Questo sistema è in pratica un “oracolo della Sibilla cumana” applicato ai coniugi.

Domanda. Come si sarebbe dovuta comportare una persona se fosse venuta a conoscenza della “regola” solo a matrimonio avvenuto ed avesse appreso dell’esito a lui o a lei sfavorevole?

La risposta è: niente! Ormai il destino è segnato!

Qualche intelligentone avrà senz’altro pensato che divorziando dal coniuge si potrebbe porre rimedio al problema e, magari in seguito, sposarsi con chi gli avrebbe garantito di morire dopo.

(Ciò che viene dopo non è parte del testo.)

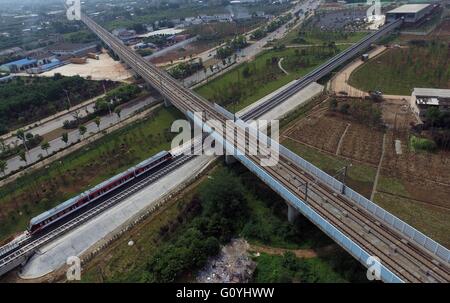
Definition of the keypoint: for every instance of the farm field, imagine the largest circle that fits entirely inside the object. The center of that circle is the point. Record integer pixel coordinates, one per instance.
(413, 186)
(399, 70)
(41, 190)
(251, 81)
(310, 37)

E no!… La “regola” è inflessibile con chiunque e, colui o colei, che si azzarda ad infrangerla, viene castigato ad una morte anticipata rispetto all’altro coniuge, con l’aggiunta che il “furbetto” spenderebbe un sacco di soldi per il divorzio, senza ottenere alcun vantaggio. Come dire: oltre alla beffa anche il danno! Perciò, la “regola del nove” non vale per gli sposati in seconde nozze.

Con questo breve scritto, non vorremmo aver messo la classica pulce nell’orecchio a voi lettori, molti dei quali – siamo convinti – appena finito di leggere l’ultimo rigo di questo articolo, si metteranno a far di conto sommando le lettere del proprio nome con quello del coniuge.

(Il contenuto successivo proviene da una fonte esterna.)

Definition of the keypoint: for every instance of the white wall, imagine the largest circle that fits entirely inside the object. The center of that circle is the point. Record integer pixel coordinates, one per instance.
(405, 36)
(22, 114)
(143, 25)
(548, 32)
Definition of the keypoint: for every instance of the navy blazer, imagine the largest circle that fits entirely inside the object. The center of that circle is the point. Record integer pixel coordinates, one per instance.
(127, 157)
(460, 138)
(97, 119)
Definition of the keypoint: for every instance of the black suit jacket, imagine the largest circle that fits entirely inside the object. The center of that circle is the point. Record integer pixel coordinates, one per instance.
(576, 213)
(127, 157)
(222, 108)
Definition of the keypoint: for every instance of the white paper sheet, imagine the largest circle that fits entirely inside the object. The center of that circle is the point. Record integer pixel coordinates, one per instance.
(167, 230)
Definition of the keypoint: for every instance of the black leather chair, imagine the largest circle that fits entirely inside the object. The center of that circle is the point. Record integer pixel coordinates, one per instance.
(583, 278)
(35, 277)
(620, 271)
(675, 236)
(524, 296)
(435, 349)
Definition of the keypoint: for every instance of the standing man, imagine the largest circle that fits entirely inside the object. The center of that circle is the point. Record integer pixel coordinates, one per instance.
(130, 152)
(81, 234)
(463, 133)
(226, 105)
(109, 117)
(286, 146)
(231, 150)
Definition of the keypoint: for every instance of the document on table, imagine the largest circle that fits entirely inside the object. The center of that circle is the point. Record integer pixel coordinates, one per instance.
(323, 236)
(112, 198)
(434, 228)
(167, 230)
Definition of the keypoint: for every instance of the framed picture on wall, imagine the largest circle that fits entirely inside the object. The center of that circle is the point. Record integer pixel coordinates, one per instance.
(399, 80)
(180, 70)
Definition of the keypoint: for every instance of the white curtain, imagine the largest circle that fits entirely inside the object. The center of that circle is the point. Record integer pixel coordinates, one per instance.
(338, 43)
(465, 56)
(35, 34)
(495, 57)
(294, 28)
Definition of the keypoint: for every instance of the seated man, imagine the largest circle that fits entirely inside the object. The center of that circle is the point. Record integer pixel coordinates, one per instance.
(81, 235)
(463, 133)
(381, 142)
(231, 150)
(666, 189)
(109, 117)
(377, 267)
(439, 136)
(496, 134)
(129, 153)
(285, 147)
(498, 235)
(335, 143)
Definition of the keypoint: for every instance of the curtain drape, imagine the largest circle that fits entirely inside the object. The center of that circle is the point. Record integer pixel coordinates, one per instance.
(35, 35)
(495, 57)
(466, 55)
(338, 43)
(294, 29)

Attenti, però, perché se le sorti vi saranno sfavorevoli, non prendetevela con noi, ma con il fato. Ma se saranno a voi benigne, premiate questa rivista sottoscrivendo un abbonamento annuale!!!

Ora, prima di chiudere il pezzo, vogliamo parlarvi di una caso realmente accaduto a Nardò nel secolo scorso.

Una vecchia casalinga, appena conosciuto il sistema del “nove”, provvide immediatamente ad applicare la regola. I nomi erano tanti da addizionare, per cui doveva ricorrere ad applicare il “multiplo”, ma si trovò subito in grande difficoltà, poiché non ne conosceva il significato. Estremamente imbarazzata, telefonò ad un’amica per chiedere lumi, ma costei, presa alla sprovvista, rispose assai dispiaciuta che non sapeva darle una sicura spiegazione.

“Cce ssàcciu, cummare mia. Iò no’ sso’ ‘na professoressa o ‘na medichessa. Me pare, però, ca lu multiplu gghete ‘na mìticina. Perciò, vane a lla farmacia e fatti spiecare de lu duttore”.

L’anziana, desiderosa di conoscere il significato di questo benedetto “multiplo”, decise di seguire il consiglio dell’amica.

Arrivata in farmacia, la donna notò che il titolare era impegnato con un’altra cliente. Dovendo fare in fretta, chiese delucidazioni a Miminu, un inserviente suo amico, il quale, ovviamente, le rispose che non aveva mai sentito parlare di simili medicinali.

“Lu Multiplu?!?… No’ ll’àggiu mai ‘ntesa ‘sta miticina!”.

Giunta a casa, la donna raccontò ogni cosa al marito, il quale, sapendo di che pasta fosse la moglie e volendo prenderla in giro, fece finta di contare e ricontare le lettere dei loro nomi e di sottrarre quante più volte era possibile il “nove”. La moglie, intanto, seguiva con molta trepidazione l’andamento della conta. Ma ecco che, dopo un buon minuto di conteggi e riconteggi, finalmente il marito pronunciò, con voce sommessa, il verdetto.

“Mi tispiace, Ninuzza mia, ma tocca a te!”.

La donna, come è logico pensare, scoppiò in un pianto inarrestabile.

Ci pensò il marito a farla riavere.

“Cce hai capitu, Ninuzza!… Tocca a te cu mmi puerti li fiuri a llu campusantu!”.

La donna smise subito di piangere ed un sorriso radioso le inondò il volto.

A voler chiudere definitivamente la pratica, vi dirò che, purtroppo, fu lei a lasciare questo mondo per prima.